Good advice guys!
CaRDiaK: it is a fun place to work. The whole small startup thing is fun, and we're working on unusual and interesting stuff. Your point about project management is spot on: we're trying some things but are having difficulty finding something that really works. I'll definitely take a look at that book, Code Complete is still a favorite of mine so I'm interested in what he has to say on this subject.
MasterPi: I guess the guy who is part manager/part designer/part developer owns all the project and does the sort of things you mention. However, he is also the guys who asked me to come up with a process that'll work better for us. :P
Michael Butler: I'll take a look at your suggestion too. I currently see it used on Amazon for $4 so that won't hurt.
Harlock123new: I like the idea that many simultaneous projects are unavoidable for now and as such we should plan for that. That should at least go some way towards more accurate time estimates...
TexasToast: there are no bigger companies than us in this field. We have a few competitors that compete on price but we are able to provide better applications and expertise. So far, anyway...
davewill: I'll mention the need to unit test core stuff. I like that idea. My biggest fear when it comes to unit testing is having to constantly rewrite the tests for our viewmodels because the requirements change sometimes on a weekly basis. I'm not sold on the code reviews myself, but we do have the situation where one guy may fall ill or go on holiday and then "his" project goes haywire and the other two have to spend a lot of time figuring out that guy's code. I guess I figured code reviews could help prevent that, as well as improve the quality of the code we all write when there's always someone else watching too, but I'm starting to feel like it would soon become a chore and either suck up time or fall by the wayside. There are no real communication issues, but things are so busy that everybody usually just dives in to their own project/area (there's a "web guy", a "XAML guy", a "multitouch guy", a "Unity3D guy", etc) and the others never see or hear about the code, either because it's not their field of expertise or because they already have so little time to spare for their own stuff.

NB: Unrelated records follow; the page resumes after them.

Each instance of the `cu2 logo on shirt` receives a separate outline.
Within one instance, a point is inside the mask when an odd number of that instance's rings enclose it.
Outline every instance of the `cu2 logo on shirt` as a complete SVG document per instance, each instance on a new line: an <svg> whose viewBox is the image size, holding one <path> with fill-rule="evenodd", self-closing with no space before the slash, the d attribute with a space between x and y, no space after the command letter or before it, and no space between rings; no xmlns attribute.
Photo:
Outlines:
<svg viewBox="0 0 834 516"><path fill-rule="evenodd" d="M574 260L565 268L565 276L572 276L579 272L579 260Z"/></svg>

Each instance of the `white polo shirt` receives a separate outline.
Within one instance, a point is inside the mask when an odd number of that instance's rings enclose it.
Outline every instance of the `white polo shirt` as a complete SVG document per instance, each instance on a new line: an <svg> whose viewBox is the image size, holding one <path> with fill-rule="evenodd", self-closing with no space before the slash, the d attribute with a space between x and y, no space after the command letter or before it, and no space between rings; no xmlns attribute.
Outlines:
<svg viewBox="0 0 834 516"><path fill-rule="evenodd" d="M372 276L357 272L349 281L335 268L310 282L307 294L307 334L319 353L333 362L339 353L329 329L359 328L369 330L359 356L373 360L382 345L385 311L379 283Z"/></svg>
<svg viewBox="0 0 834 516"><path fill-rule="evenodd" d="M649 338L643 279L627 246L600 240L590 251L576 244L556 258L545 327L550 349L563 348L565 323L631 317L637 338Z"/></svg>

spivonious: we looked into scrumm but didn't feel like it would fit: we can't meet (either in person or via skype) with our clients as often as scumm requires, for instance. We've picked up a few small things from a scrumm course, though: we're succesfully using a Definition of Done and have a daily standup with the entire company (five people who each have three minutes to get the rest up to speed on what they are doing), which helps.